I miss going out to eat.
Don’t get me wrong – the DragonMonkey isn’t necessarily ill-behaved in a restaurant. He doesn’t throw food or scream “NO!” in a whiny pitch at the top of his lungs. He’s just loud. And HYPER.
Sometimes I wonder if I’m doing something wrong. I see other toddlers his age sitting in their stained, sticky high-chairs, quietly coloring on the kid’s menu. “Blue?” They hold up their crayon and smile placidly at their parents for a moment, then resume their scribbling while quietly chewing on a bite of chicken.
I hate those kids. I hate those parents. They make it look so easy.
Usually, going out to eat with the DragonMonkey ends up looking like one of those calf-dressing competitions a the rodeo.
I walk in with him twisting at the end of my arm like a kite in the wind.
“GLOBO!” He screams the instant we hit the doorway, pointing frantically at the half-deflated, sad-looking balloon tied to the wall.
“GLOBO! ! GOBO! GOBO! BOBO! BOBO! BOBOBOBOBOBOBOBOBO! BOBOBOBOBO! BOBOBOBO!!!!!”
“SSHHHHHHH!!!!” The Bean and I both hiss, faces reddening as the entire restaurant turns to stare at the commotion.
“GLOBO!” He shrieks again.
“YES, I see it. Balloon. Globo. I see the globo. Right there.” I point at the balloon, acknowledging it.
The DragonMonkey quiets, slightly mollified. Crisis averted. His parents are now aware that there is a GLOBO!!!! in the room. After all, what if he hadn’t alerted them to its presence? They could have walked by a GLOBO!!!!! completely unaware of its existence. That could have been a catastrophe.
“GOBO? MINE? GOBO?” He asks hopefully.
I pretend to not understand. “Yes, I see the globo. What a pretty ballon. Bye-bye, balloon! Adios, globo! Adios!” I wave at it enthusiastically as I bolt past.
The DragonMonkey waves listlessly. “Aye-dye, Bobo,” he says sadly as we leave it behind. Goodbye, my balloon lover. Goodbye, my sweet, sweet Bobo.

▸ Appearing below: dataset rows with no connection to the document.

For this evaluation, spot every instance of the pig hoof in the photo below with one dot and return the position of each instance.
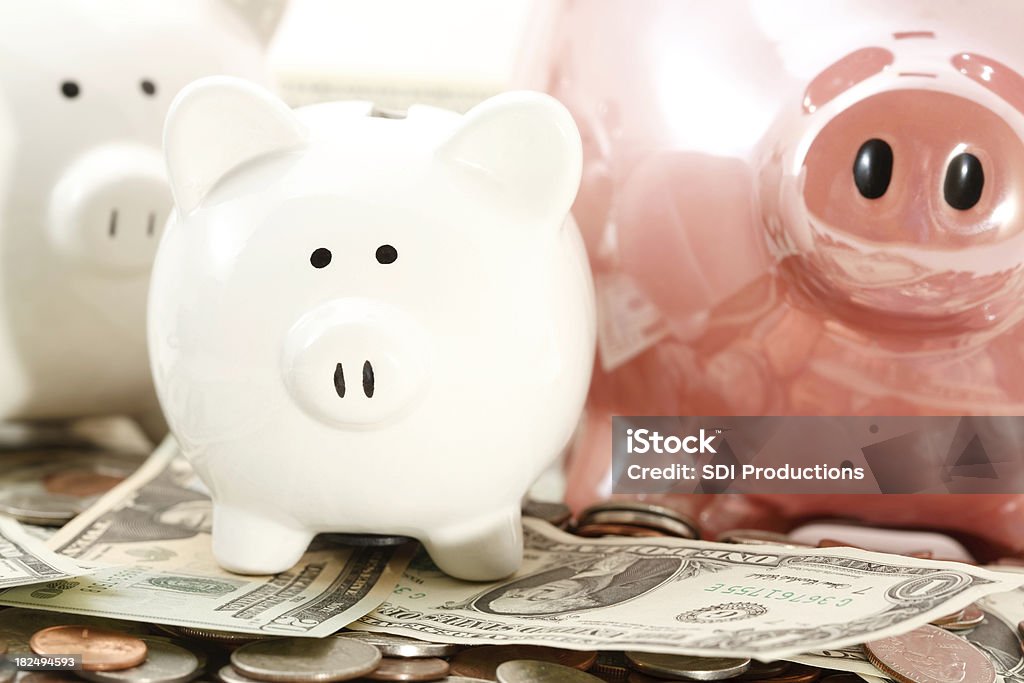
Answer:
(478, 552)
(245, 543)
(153, 425)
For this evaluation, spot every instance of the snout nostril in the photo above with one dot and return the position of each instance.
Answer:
(368, 379)
(339, 380)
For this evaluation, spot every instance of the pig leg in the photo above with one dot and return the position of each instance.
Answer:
(153, 425)
(479, 550)
(248, 543)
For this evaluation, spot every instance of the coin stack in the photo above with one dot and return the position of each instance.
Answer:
(624, 518)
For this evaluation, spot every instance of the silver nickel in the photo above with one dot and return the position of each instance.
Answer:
(41, 508)
(534, 671)
(686, 667)
(556, 514)
(305, 659)
(165, 663)
(401, 646)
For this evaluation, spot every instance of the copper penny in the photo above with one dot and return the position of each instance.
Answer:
(410, 669)
(637, 677)
(610, 667)
(796, 673)
(100, 649)
(762, 671)
(482, 662)
(80, 482)
(948, 619)
(930, 654)
(596, 530)
(971, 616)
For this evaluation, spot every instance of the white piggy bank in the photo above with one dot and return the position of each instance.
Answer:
(367, 325)
(84, 90)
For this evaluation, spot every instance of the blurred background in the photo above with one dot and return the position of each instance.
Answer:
(450, 53)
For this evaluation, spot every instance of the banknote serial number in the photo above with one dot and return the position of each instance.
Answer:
(778, 594)
(45, 663)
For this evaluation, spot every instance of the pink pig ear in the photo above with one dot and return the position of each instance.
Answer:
(215, 125)
(524, 150)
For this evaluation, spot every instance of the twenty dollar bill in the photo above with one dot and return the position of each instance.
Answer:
(689, 597)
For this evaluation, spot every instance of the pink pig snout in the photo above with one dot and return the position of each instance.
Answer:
(109, 208)
(354, 363)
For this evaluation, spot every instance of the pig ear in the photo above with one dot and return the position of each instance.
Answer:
(262, 15)
(525, 148)
(215, 125)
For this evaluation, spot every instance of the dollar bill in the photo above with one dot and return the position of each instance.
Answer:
(152, 534)
(997, 636)
(670, 595)
(27, 560)
(850, 658)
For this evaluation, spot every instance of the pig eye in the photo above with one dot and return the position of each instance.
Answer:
(872, 169)
(965, 180)
(320, 258)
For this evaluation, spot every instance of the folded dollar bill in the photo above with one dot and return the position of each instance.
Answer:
(153, 535)
(26, 560)
(669, 595)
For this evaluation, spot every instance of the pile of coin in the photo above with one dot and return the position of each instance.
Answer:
(116, 651)
(49, 487)
(626, 518)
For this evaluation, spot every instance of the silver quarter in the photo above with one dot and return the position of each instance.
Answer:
(305, 659)
(686, 667)
(401, 646)
(227, 674)
(658, 522)
(534, 671)
(642, 508)
(165, 663)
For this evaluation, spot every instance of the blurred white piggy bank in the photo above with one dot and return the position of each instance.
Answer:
(368, 325)
(84, 91)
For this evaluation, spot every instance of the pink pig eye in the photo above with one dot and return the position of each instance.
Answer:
(70, 89)
(965, 180)
(872, 168)
(320, 258)
(386, 254)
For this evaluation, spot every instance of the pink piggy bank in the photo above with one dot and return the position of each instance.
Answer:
(801, 208)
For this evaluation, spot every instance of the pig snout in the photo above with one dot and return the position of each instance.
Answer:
(109, 207)
(354, 363)
(906, 203)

The Bean and I settle into a booth with the DragonMonkey on our laps, ignoring the high chair. The DragonMonkey only has about a 20 minute window of sitting in a high chair. If we waste it before the food comes, then we won’t get any chance to eat.
I hand him a crayon.
He takes it with a quiet “Ta-ta” (thank you) and colors for a brief moment before flinging it to the ground.
“Uh-OH,” he says, eyes huge and innocent. “UH-OH!” The crayon is on the GROUND. How did it get there? No worries, he’ll go get it!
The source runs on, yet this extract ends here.